The socioeconomic implication of ASF in the small-scale piggery industry is higher for the reason that pork meat in developing countries like Tanzania provides an affordable source of high-quality protein and serves as a reliable source of income to pig farmers. Eradication of ASF is likely to have a direct impact on poverty alleviation and by minimizing losses associated with disease. The socioeconomic implication of the disease was in the form of substantial reduction of household income generated from pig keeping. Unless strict control measures are designed and implemented, frequent ASFV outbreaks imply that pig keepers will continue to suffer from economic losses in affected communities because of live pig market and pig meat business bans. Furthermore, in the absence of strict zoo-sanitary measures, porosity of borders and unregulated movement of live pigs and/or their products are the major issues of concern when considering control and prevention of future ASF outbreaks. In the context of the 2014 ASF outbreak in Mbeya region, the disease was imported from the neighboring regions, and its spread was attributed to lack of knowledge on how to control the disease and porosity of the borders especially between Tanzania and Malawi. Certainly, most of the outbreaks especially in 2010 started from Kyela district. This was driven by stringent ASF control measures in Karonga district in Malawi where almost all pigs in the affected area were killed, thus propagated illegal transfer of live pigs and contaminated maize bran to Tanzania via Kyela district. Ritual dances which included pork meat consumption also contributed to the spread of the disease especially at the border between the two countries.

Furthermore, middlemen played a big role in spreading ASF by moving diseased pigs from the affected areas, where they were sold at a throwaway price or sometimes in terms of loan agreement then transported them to unaffected area to sell them at high prices to maximize profit. Extremely poor biosafety and biosecurity measures at farm level also contributed to spread the disease from one location to another. In some cases, introduction of infected live pigs from other places was a common practice that also contributed to the fast spread of ASF infections. Furthermore, smuggling of infected pigs had a substantial contribution in the spread of the disease. Feed for pigs was another source of infection especially in Mbarali (69%), Chunya, and Ileje (52%), and pig meat was observed to be a source of infection in Mbarali (50%) and Mbeya (37%). Even when quarantine was reinforced in Rungwe district, still businessmen and other people devised alternative means including transporting pig meat by mixing with other food material like banana or even maize to unaffected areas. This behavior was a cause of outbreak of ASF crossing from Tukuyu in Rungwe district council to Igurusi in Mbarali district council due to the close relationship of communities in the area.
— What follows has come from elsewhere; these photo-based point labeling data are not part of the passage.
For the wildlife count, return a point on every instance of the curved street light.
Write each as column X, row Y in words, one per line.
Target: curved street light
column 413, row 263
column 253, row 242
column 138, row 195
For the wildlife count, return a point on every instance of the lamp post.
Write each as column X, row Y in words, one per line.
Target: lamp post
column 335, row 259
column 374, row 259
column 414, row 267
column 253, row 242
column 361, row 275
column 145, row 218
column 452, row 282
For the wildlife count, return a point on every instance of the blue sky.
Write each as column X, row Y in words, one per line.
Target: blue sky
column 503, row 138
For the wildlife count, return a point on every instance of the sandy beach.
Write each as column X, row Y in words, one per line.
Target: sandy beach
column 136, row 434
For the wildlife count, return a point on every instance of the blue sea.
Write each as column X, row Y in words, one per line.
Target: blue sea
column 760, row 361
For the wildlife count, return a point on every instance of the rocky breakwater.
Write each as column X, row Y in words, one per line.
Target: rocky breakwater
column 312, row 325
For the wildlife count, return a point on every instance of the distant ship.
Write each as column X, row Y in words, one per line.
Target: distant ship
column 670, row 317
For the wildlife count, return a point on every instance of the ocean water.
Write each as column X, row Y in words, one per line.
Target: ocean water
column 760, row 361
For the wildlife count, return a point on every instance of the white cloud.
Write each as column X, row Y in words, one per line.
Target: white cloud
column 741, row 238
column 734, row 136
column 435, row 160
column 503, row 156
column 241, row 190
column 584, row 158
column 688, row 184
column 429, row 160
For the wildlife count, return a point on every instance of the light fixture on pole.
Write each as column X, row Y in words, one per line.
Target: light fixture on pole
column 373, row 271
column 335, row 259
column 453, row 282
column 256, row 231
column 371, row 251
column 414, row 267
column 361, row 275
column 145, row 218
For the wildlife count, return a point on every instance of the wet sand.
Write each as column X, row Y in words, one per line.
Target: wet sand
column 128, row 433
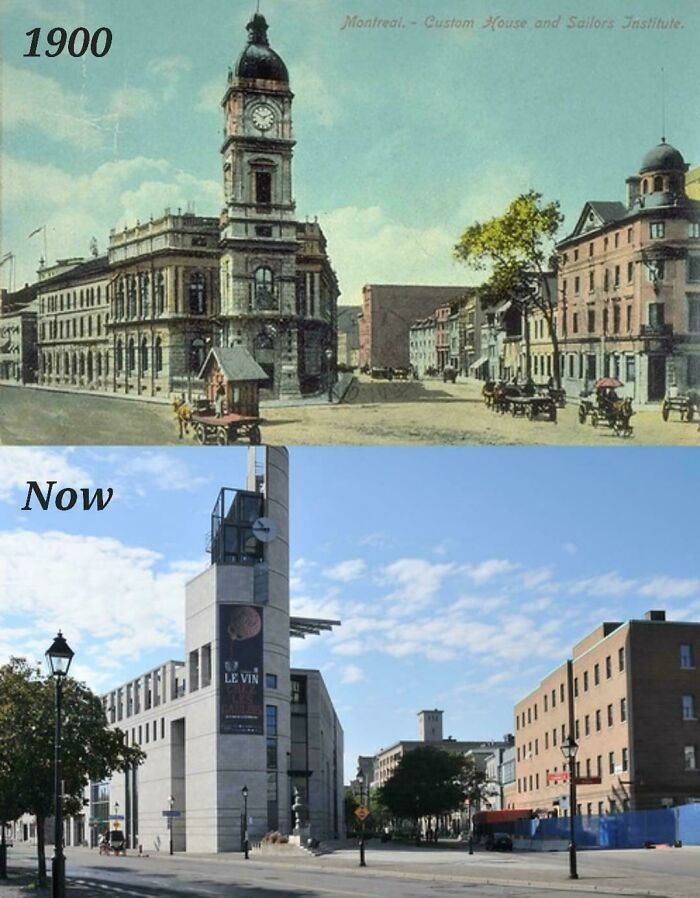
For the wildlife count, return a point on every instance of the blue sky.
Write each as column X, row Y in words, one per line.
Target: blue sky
column 405, row 136
column 461, row 576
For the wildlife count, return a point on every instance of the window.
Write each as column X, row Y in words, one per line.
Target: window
column 688, row 707
column 687, row 659
column 198, row 293
column 263, row 288
column 263, row 187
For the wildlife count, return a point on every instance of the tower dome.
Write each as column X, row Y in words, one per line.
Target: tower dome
column 663, row 157
column 259, row 60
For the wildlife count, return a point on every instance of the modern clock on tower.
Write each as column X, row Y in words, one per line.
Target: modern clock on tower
column 263, row 117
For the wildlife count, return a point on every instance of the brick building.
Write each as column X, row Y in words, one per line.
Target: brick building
column 388, row 311
column 629, row 285
column 635, row 688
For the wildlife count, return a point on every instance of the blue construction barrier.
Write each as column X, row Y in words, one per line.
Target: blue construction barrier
column 631, row 829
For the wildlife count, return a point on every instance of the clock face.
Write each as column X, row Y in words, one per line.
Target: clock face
column 263, row 117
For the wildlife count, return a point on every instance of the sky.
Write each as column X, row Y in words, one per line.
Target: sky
column 405, row 136
column 461, row 576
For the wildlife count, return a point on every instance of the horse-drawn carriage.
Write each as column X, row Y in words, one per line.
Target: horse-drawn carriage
column 230, row 410
column 605, row 408
column 686, row 404
column 525, row 400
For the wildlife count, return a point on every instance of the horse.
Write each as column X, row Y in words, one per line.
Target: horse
column 183, row 413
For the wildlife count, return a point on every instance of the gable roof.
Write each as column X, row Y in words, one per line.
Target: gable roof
column 235, row 362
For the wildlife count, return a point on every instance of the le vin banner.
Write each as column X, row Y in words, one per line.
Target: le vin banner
column 241, row 697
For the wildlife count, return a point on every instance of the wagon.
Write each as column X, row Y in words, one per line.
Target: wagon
column 225, row 429
column 533, row 407
column 687, row 405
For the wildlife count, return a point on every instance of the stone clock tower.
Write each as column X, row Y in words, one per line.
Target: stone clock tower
column 259, row 232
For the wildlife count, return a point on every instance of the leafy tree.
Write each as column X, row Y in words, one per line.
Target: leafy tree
column 518, row 248
column 425, row 783
column 90, row 749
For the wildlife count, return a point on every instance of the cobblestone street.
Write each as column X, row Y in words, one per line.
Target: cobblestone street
column 373, row 413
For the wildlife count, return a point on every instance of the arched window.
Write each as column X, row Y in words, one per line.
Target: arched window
column 159, row 292
column 158, row 356
column 198, row 293
column 131, row 297
column 197, row 348
column 264, row 288
column 145, row 294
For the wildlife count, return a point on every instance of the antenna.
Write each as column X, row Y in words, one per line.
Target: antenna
column 663, row 105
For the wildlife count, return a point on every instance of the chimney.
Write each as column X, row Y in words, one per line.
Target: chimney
column 655, row 615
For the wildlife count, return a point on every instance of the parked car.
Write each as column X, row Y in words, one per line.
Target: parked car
column 499, row 842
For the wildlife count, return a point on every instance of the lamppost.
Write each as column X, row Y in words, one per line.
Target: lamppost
column 329, row 358
column 171, row 802
column 244, row 793
column 568, row 749
column 58, row 657
column 361, row 782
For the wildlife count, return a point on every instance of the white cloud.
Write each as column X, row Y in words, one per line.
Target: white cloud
column 98, row 590
column 487, row 570
column 345, row 571
column 670, row 588
column 610, row 584
column 351, row 673
column 417, row 582
column 18, row 465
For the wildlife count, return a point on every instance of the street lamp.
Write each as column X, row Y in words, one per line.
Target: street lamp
column 171, row 802
column 361, row 782
column 568, row 749
column 329, row 357
column 244, row 793
column 58, row 657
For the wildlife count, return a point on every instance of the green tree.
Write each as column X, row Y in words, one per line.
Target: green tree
column 90, row 749
column 426, row 783
column 519, row 250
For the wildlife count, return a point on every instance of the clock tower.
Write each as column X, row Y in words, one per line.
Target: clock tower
column 258, row 227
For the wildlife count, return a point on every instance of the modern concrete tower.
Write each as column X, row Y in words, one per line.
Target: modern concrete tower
column 237, row 626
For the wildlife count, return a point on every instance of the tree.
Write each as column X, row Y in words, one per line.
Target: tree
column 91, row 750
column 425, row 783
column 518, row 248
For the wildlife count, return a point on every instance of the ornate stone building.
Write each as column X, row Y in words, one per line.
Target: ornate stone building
column 278, row 291
column 629, row 286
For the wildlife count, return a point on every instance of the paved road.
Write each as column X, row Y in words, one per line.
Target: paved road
column 390, row 874
column 375, row 413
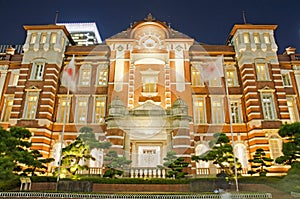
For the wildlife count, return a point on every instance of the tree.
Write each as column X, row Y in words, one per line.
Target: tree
column 290, row 148
column 221, row 154
column 115, row 165
column 259, row 162
column 36, row 163
column 14, row 148
column 175, row 165
column 71, row 157
column 80, row 151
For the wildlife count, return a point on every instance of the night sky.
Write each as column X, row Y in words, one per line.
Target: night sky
column 207, row 21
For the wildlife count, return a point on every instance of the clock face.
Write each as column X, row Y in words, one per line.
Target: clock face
column 149, row 40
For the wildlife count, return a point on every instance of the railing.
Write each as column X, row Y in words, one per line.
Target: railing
column 91, row 171
column 12, row 195
column 147, row 173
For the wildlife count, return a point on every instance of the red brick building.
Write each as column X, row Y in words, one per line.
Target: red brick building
column 143, row 90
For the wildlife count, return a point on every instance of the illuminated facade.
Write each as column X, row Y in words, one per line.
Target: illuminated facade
column 142, row 90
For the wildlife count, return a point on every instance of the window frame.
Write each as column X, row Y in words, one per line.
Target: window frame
column 31, row 104
column 61, row 109
column 84, row 80
column 37, row 71
column 268, row 110
column 81, row 111
column 95, row 114
column 199, row 114
column 286, row 73
column 7, row 108
column 262, row 66
column 14, row 77
column 220, row 117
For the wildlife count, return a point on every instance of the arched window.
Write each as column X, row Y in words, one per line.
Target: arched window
column 56, row 150
column 201, row 149
column 98, row 155
column 240, row 151
column 275, row 144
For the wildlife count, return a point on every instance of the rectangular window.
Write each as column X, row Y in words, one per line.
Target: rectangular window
column 215, row 82
column 99, row 109
column 246, row 38
column 275, row 147
column 63, row 111
column 262, row 73
column 53, row 38
column 256, row 38
column 31, row 105
column 236, row 113
column 37, row 71
column 286, row 78
column 231, row 77
column 85, row 75
column 267, row 38
column 81, row 110
column 8, row 103
column 268, row 106
column 217, row 110
column 43, row 38
column 293, row 110
column 199, row 110
column 196, row 78
column 14, row 78
column 102, row 77
column 33, row 39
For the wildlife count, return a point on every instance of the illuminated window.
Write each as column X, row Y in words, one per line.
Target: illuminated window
column 267, row 38
column 199, row 110
column 31, row 105
column 286, row 78
column 268, row 106
column 102, row 76
column 293, row 110
column 231, row 77
column 8, row 103
column 256, row 38
column 217, row 110
column 236, row 113
column 14, row 77
column 99, row 109
column 63, row 111
column 98, row 155
column 149, row 79
column 85, row 75
column 246, row 38
column 262, row 73
column 215, row 82
column 240, row 151
column 200, row 150
column 33, row 38
column 275, row 144
column 53, row 38
column 196, row 78
column 43, row 38
column 81, row 109
column 37, row 71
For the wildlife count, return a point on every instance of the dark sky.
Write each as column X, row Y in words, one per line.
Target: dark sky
column 208, row 21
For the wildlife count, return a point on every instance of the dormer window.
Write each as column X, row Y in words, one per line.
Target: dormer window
column 53, row 38
column 43, row 38
column 149, row 79
column 33, row 39
column 37, row 70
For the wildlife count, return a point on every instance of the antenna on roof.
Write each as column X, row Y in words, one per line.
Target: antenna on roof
column 244, row 17
column 56, row 17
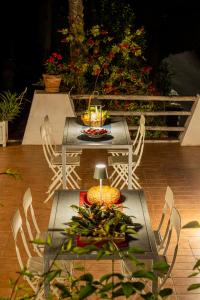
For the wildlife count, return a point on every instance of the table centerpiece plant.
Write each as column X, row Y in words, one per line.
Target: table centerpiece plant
column 96, row 223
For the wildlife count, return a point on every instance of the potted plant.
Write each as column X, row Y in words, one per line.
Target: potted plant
column 10, row 107
column 54, row 67
column 98, row 223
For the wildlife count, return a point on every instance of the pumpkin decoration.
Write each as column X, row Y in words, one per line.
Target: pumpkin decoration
column 108, row 196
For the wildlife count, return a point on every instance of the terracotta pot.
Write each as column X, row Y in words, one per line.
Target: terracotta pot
column 52, row 83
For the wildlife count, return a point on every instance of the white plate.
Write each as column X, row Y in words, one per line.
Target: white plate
column 95, row 136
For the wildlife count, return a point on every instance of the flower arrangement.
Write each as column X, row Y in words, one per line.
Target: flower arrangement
column 54, row 64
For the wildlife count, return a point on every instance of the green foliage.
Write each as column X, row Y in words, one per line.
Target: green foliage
column 98, row 221
column 10, row 105
column 108, row 64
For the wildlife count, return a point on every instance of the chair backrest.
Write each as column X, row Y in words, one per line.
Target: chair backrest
column 49, row 132
column 46, row 145
column 140, row 146
column 168, row 205
column 30, row 218
column 17, row 229
column 142, row 121
column 175, row 227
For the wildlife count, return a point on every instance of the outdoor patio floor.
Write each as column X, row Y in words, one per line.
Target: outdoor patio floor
column 162, row 165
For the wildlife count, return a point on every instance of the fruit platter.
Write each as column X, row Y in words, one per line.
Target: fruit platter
column 95, row 132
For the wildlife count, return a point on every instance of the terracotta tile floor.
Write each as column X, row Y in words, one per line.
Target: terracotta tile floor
column 162, row 165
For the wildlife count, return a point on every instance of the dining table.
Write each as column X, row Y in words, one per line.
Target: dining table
column 133, row 203
column 118, row 138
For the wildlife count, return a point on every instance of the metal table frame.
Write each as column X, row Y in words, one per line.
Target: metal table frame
column 121, row 140
column 61, row 212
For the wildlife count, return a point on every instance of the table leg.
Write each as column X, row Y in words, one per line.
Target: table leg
column 130, row 168
column 64, row 166
column 46, row 282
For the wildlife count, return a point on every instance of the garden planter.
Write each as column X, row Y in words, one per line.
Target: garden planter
column 3, row 133
column 52, row 83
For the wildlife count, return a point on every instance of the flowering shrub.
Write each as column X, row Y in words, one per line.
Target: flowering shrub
column 54, row 64
column 106, row 64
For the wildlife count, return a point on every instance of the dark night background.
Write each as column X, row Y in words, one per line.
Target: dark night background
column 29, row 33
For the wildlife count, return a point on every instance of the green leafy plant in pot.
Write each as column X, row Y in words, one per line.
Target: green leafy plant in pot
column 11, row 104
In conclusion, African swine fever continues to cause a serious threat to pig keepers in Mbeya region. The 2014 ASF outbreak presented a different clinical picture. Differences were noticed particularly with respect to the number of districts affected in Mbeya region, morbidity and mortality rates, and anatomical distribution of gross lesions. Generally, a small number of pigs were affected as compared to previous outbreaks. Clinically, the disease was characterized by non-classical clinical signs of ASF. Some pigs were asymptomatic when brought to slaughter slabs but were found to have ASF gross lesions during the postmortem examination. These findings highlight the potential role of survivor pigs in the disease maintenance and dissemination and that the disease in Mbeya region may have attained endemic status. Unless strict control and preventive measures are instituted, the region will continue to experience waves of ASF outbreaks characterized by non-classical clinical signs.